An interesting finding was that the average proportion of total cells counted that were CD133+ cells in GBM which was greater than in AA. This may be associated with the higher histological grading of GBM, thus supporting studies that suggest CD133 expression can be used as a prognostic factor [3] though CD133 did not achieve prognostic significance in our study. It is possible that not all of the CD133+ cells counted will have been glioma CSC’s with positive staining also depending upon the oxygen concentration and expression of the glycosylated AC133 epitope at different stages of the cell cycle [5, 24, 32].

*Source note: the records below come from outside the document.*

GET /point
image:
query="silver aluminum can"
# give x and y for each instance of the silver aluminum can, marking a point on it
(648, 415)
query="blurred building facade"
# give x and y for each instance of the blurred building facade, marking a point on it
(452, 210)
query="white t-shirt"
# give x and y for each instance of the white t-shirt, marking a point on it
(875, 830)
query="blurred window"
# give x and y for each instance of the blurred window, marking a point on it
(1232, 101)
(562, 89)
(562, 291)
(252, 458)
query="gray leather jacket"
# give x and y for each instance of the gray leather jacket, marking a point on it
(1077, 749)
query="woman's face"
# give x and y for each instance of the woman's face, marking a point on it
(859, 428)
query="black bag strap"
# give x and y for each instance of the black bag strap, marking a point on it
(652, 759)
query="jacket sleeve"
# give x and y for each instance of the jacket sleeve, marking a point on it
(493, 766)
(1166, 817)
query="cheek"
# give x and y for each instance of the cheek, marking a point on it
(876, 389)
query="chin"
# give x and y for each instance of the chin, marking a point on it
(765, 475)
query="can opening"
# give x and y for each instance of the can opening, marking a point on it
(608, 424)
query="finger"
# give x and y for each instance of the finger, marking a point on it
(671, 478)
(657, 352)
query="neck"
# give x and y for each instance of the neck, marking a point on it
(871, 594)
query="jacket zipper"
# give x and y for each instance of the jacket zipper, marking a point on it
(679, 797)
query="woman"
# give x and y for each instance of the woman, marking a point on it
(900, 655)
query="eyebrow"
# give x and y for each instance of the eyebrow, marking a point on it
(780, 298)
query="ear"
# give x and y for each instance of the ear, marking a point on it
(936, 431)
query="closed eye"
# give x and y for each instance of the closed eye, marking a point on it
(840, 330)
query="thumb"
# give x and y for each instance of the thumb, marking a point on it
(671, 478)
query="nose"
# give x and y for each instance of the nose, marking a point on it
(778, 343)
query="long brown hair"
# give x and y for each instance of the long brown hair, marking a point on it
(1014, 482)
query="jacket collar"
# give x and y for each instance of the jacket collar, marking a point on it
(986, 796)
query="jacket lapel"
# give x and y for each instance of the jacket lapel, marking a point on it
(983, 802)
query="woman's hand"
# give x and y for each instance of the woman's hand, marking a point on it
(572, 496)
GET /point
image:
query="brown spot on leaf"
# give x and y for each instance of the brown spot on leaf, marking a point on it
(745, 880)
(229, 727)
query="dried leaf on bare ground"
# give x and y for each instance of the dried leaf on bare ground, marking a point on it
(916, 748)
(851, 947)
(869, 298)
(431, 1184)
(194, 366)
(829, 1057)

Some CD31 and CD105 endothelial cells co-expressed CD133, as part of the vessel wall or as single cells. CSC’s in GBM tumours are suggested to be able to produce differentiated neoplastic endothelial cells, forming part of the hyperplastic GBM vasculature [39]. Our work suggests that this phenomenon may also exist in paediatric HGG and contributes to the development of tumour-associated vasculature in children.

This study demonstrates that CD105 positive vessels have a significant role in the biology of pHGG and exert an influence over prognosis even in a heterogeneously treated cohort. Expression of different levels of CD105 by tumours is associated with wider changes in gene expression, allowing the identification of novel genes not previously implicated in CNS tumour angiogenesis. One possible explanation for the prognostic influence of CD105 is through its role in developing the microvascular niche in which stem-like cancer cells preferentially inhabit. Our data provide evidence that this supportive micro-environment may be preferentially found in the proximity of CD105 positive vessels as opposed to blood vessels stained by other endothelial markers. This suggests that CD105 or other components of the TGF beta pathways may be potential therapeutic targets for the treatment of pHGG. Future studies of the HGG microvascular niche should focus on the environs of CD105+ vessels and their interplay with, and possible development from, CD133+ tumour cells.